Deleting an AADConnect server in the Entra ID Admin Portal
Confirming AADConnect server delete
Then deleting the service

Your final step to complete an Entra Connect Cloud Sync migration is to remove the MSOL_xxx accounts in Active Directory, or if you had a custom account, to remove that:

Find, and then delete any MSOL_ accounts in your directory

Top photo by Jeremy Bishop: https://www.pexels.com/photo/lighthouse-2524873/

Comments

3 responses to “Migrating from AADConnect Sync to Entra Connect Cloud Sync Correctly”

  1. Alastair avatar
    Alastair

    Thank you for this excellent article!
    We had the error while creating the gMSA and the solution you describe fixed it.
    One tiny comment, in the example the DN of the object ends with a typo of DN= rather than dc=
    i.e.
    CN=provAgentgMSA,CN=Managed Service Accounts,dc=mydomainname,dc=com

  2. Paul avatar
    Paul

    Thank you again for the writeup! Much more thorough than the Microsoft documentation.

    Hello – when I finally Review and enable Cloud Sync, my config gets put into quarantine due to a high number of deletions. I set my deletion threshold to just 5 – but I wasn’t expecting cloud to sync to delete users that wasn’t in its scope, but just not sync then anymore. I checked my users and nothing was in fact deleted. Sync did bring over the changes for the one test user within scope, but sync logs show “Staged Delete” for all the other users that are out of scope.

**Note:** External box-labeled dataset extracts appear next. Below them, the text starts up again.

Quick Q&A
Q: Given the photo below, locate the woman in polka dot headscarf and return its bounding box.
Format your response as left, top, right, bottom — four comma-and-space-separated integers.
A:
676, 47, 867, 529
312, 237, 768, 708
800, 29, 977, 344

    Do you know if this is expected behavior?

    1. Brian Reid avatar

      When you hit your deletion threshold, no matter what the value is, you are quarantined. So when you say you are put into quarantine due to the “high number of deletions” its not a high number – its 5. Set your deletion threshold much higher for the first run of the wizard as it will remove all objects not in scope for Cloud Sync (even if they are in scope for AADConnect). The two applications do not communicate to each other – you need to set the scope for both to the same and then cutover. Later, reduce your deletion threshold.